10. Second, to be eligible for a subsidy, a parent must:

* have at least one child ages 0-13
* engage in an "eligible activity" (i.e., employment, job search, job training, education, or health treatment)
* have a family income no more than 150% of the state median income (SMI)
11. Third, the subsidy is based on family income & structured as follows:

* Income <=75% SMI: cost is fully subsidized
* Income >75% & <=100% SMI: co-pay >0-2%
* Income >100% & <=125% SMI: co-pay >2-4%
* Income >125% & <=150% SMI: co-pay >4-7%

The co-pay is a % of fam income.
12. Fourth, the M/S plan largely retains the "parental choice" principle in the original CCDGB. That is, the plan allows families to use the subsidy at most center, home, & family/friend providers. This is good if you like the "choice" principle, tho problematic if you believe...
13. ...the information asymmetries in the market prevent parents from making "best" child care decision. Parents will have more $ to spend but go to low-quality providers anyway bc they can't distinguish qual levels. My worry is that M/S plan may worsen the market's qual problem.
15. But M/S plan does 2 key things to allow parental choice to flourish while minimizing its worst impulses:

* Federal mandates on states to spend CCDBG money on quality improvement activities

* Quality requirements on child care providers serving subsidized children
16. On quality spending: states during 2022-2024 must spend 50% of CCDBG $ on quality activities & no more than 10% of $ each year thereafter. "Activities" is broad: ↑ supply, start-up grants, ↑ quality tier, improve local R&R, consumer ed, & lots of workforce dev strategies.
17. On providers' quality requirements: only "eligible" providers can serve subsidized kids. To be so, a provider must comply w/ such quality standards as QRIS, NAEYC ELP, Head Start req's, etc AND must increase staff wages.
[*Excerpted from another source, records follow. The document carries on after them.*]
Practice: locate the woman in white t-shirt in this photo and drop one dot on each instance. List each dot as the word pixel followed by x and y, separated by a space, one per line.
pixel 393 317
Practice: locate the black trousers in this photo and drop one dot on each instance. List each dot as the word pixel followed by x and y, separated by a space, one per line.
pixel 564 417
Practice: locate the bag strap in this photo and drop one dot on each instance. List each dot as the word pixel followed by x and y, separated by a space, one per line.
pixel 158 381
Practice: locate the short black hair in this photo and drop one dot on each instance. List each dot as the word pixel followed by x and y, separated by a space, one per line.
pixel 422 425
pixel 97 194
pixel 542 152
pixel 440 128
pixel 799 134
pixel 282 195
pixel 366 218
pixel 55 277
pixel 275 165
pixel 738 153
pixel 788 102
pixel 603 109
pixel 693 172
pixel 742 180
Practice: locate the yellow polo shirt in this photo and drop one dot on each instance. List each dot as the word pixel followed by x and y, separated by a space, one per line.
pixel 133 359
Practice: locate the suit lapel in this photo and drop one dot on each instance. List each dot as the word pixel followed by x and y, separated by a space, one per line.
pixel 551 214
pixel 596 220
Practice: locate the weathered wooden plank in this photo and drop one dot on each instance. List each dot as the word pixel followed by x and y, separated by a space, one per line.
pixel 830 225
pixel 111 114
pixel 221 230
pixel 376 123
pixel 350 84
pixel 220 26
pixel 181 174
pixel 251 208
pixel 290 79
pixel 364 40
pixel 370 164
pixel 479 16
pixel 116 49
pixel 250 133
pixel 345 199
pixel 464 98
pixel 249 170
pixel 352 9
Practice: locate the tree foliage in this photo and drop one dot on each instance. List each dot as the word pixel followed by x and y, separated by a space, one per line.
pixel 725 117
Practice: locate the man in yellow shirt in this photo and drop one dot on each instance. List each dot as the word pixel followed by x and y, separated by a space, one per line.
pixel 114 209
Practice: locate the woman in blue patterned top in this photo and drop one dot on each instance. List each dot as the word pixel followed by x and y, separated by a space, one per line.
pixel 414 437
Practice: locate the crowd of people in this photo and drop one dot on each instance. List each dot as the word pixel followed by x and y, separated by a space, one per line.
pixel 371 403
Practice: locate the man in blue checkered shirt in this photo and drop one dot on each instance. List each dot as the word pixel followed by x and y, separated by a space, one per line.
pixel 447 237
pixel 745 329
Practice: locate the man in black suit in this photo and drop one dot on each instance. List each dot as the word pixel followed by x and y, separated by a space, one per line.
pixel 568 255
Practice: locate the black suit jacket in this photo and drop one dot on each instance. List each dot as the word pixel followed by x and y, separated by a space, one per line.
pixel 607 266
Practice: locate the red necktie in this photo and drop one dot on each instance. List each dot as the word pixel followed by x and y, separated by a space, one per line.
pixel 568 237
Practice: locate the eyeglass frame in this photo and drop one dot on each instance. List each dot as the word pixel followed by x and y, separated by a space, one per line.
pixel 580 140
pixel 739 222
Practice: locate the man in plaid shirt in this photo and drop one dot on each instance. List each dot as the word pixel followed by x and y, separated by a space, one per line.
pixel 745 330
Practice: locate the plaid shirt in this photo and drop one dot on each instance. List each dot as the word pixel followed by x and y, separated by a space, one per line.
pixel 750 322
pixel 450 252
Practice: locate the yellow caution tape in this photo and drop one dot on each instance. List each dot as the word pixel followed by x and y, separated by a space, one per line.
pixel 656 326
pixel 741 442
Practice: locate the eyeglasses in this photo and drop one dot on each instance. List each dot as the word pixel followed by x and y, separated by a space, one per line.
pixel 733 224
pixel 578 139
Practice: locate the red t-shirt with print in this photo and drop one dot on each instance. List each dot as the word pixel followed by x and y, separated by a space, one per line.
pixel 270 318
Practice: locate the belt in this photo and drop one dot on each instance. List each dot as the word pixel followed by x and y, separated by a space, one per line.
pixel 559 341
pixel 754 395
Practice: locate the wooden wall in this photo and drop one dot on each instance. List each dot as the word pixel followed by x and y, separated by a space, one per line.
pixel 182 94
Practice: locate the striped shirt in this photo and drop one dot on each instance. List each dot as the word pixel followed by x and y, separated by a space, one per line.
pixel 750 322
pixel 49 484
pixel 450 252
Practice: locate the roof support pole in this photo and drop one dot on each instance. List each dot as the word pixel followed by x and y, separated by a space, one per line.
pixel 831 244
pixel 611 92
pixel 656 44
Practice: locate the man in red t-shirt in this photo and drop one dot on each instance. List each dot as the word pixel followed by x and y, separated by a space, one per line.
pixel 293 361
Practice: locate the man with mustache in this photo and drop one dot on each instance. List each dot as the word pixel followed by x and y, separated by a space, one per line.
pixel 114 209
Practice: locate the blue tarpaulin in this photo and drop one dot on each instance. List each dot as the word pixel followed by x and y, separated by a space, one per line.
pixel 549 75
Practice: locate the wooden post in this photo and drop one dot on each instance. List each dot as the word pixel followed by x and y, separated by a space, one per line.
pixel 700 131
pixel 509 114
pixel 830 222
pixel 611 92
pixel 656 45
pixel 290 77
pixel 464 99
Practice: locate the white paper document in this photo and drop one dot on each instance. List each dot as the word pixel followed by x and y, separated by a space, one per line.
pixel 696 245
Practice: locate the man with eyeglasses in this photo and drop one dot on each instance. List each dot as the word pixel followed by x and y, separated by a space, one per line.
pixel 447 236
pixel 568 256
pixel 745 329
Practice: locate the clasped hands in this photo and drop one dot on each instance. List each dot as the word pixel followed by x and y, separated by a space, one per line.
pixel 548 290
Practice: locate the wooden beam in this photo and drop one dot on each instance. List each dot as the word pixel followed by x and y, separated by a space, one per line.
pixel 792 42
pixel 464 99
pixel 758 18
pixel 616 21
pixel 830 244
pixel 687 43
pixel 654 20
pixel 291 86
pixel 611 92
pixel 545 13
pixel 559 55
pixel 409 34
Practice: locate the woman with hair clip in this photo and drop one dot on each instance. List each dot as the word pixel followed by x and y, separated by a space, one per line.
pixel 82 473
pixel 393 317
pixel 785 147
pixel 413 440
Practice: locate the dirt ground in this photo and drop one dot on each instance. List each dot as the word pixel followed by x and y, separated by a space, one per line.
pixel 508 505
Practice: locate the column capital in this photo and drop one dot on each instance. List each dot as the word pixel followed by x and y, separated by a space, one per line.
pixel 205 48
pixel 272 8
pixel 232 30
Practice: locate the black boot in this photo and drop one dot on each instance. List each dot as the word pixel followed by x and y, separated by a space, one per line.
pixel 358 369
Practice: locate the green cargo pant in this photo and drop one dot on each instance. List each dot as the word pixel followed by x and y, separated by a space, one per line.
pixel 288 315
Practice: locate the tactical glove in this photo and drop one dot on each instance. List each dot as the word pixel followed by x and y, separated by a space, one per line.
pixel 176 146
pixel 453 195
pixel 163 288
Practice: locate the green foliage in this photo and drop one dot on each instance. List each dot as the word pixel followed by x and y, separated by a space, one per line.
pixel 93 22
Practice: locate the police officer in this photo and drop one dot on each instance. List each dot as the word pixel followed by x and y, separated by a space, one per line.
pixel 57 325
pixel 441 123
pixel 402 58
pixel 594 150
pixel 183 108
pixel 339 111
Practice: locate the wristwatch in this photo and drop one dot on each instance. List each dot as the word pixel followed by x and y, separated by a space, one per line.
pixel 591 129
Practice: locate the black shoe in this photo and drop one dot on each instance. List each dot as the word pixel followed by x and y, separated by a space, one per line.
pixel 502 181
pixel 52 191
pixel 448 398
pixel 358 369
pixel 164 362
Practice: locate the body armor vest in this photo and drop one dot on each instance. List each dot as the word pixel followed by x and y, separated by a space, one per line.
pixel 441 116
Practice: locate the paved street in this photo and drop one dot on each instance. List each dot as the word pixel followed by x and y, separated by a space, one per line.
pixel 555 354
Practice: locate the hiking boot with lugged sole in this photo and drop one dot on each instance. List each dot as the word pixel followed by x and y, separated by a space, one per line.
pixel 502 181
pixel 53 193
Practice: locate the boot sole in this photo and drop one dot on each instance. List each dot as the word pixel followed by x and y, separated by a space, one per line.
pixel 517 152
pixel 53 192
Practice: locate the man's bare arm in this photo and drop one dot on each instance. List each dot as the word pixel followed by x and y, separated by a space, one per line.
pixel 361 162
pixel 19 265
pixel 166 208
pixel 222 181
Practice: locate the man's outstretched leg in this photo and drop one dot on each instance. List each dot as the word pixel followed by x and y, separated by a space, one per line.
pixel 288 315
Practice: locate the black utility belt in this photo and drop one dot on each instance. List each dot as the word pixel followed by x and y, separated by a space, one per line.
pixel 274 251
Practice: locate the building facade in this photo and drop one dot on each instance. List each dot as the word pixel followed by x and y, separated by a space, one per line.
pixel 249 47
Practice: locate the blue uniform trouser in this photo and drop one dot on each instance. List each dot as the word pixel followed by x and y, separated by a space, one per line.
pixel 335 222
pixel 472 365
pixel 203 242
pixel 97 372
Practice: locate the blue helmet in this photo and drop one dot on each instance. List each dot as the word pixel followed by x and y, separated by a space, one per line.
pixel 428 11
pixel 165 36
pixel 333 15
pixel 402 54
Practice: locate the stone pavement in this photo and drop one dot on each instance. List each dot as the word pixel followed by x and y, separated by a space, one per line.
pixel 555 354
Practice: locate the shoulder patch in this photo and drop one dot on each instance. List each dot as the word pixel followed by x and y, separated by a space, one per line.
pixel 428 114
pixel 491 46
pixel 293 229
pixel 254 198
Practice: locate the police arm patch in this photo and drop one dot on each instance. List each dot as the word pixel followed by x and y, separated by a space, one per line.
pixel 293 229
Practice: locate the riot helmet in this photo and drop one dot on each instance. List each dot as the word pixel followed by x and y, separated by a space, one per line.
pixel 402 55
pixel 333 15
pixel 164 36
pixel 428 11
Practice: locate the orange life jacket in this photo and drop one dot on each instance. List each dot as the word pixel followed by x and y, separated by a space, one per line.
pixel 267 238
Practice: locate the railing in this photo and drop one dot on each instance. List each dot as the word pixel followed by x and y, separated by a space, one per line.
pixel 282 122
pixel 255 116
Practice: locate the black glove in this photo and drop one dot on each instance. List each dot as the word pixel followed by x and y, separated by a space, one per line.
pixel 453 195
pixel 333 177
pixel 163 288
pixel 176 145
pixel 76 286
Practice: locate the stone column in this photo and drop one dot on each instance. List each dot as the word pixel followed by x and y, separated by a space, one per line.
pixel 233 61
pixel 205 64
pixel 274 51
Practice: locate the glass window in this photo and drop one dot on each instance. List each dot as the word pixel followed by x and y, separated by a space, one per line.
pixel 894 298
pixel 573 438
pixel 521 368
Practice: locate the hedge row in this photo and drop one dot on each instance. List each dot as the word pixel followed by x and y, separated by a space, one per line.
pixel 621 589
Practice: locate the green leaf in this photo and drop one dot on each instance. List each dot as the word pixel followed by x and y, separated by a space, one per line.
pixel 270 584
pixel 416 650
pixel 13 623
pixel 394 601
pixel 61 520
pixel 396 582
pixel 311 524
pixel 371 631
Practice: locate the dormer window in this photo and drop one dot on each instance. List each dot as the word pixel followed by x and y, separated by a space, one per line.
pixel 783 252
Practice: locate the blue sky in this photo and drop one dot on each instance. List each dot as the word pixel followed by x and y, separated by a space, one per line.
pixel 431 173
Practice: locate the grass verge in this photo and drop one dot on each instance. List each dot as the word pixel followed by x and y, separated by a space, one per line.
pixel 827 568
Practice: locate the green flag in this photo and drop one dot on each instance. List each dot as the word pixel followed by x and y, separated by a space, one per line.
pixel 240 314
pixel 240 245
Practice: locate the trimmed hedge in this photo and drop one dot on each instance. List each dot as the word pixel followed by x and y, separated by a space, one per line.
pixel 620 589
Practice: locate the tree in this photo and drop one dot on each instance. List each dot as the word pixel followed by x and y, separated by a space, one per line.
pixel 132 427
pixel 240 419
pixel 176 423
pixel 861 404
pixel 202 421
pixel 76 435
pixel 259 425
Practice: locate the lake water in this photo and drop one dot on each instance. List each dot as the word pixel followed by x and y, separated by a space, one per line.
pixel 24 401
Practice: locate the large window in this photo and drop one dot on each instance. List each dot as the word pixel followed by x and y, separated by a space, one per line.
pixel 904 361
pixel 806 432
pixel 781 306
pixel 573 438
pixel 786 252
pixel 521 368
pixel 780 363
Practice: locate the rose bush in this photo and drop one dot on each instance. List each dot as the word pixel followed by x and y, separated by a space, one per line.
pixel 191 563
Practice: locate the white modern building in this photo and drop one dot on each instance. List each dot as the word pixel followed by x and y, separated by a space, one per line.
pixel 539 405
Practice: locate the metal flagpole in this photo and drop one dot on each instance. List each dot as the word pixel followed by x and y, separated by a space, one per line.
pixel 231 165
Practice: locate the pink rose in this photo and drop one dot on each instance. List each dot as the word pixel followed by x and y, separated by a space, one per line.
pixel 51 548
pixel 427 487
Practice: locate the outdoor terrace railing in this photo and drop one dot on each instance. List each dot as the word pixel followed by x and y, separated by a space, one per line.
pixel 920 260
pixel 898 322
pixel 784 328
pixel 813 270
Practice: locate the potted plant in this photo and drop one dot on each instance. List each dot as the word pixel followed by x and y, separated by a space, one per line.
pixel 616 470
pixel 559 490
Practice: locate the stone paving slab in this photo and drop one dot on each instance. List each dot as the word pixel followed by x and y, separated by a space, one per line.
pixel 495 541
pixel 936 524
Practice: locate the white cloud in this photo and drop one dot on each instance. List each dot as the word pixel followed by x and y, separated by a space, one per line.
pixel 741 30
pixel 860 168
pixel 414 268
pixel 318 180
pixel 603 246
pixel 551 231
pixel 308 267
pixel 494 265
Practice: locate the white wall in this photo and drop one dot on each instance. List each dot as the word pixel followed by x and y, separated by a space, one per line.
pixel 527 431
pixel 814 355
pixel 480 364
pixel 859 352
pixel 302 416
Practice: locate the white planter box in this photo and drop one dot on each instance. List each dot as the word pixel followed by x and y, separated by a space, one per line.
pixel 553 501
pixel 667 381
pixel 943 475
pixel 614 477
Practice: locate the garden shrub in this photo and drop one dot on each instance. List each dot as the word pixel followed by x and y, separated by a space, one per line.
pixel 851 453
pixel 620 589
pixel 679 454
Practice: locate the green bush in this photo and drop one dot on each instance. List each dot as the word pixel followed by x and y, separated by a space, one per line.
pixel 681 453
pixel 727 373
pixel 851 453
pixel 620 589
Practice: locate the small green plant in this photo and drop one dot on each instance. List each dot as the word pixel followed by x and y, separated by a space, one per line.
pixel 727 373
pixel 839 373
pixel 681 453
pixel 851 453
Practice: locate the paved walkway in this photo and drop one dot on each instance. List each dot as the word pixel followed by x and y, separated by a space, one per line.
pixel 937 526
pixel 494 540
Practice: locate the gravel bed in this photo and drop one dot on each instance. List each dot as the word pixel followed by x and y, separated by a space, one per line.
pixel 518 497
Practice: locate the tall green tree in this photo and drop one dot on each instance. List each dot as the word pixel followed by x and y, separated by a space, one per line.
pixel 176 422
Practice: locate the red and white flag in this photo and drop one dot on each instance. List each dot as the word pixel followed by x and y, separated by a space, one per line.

IMO, this is *the* decisive component of the bill.
18. I'm less optimist that the state spending on quality will change much. After all, such mandates have always been included in the CCDF, to no great effect. But the quality requirements on providers, if effective, can be a game-changer. Here's why:
19. Before M/S, providers may be reluctant to invest in quality b/c it's costly. But after, there's a huge number of consumers (<=150% of SMI) with ↑ $ to spend—& only on those "eligible" providers. Thus there may be more willingness to invest to become "eligible".
20. And M/S bill seems serious about measuring, evaluating & monitoring quality. States must submit reports to the feds & providers must submit to evals from states.

Also, quality standards, tho different, apply to centers, homes, relatives & friends. No one escapes scrutiny.
21. In sum, this policy is seen as promoting constrained parental choice. And it's both more choice-constrained than the current CCDBG & also less quality-constrained than, say, Head Start. Whether it induces providers to look more like Head Start depends crucially on #17.
22. Finally, it's worth comparing the M/S bill to the proposed @SenWarren legislation:
https://twitter.com/chrismherbst/status/1097864150221447168

and the @PeteButtigieg plan:
https://twitter.com/ChrisMHerbst/status/1225415977275252741

Both are serious plans.

I'm happy to provide references for the numbers cited throughout these tweets.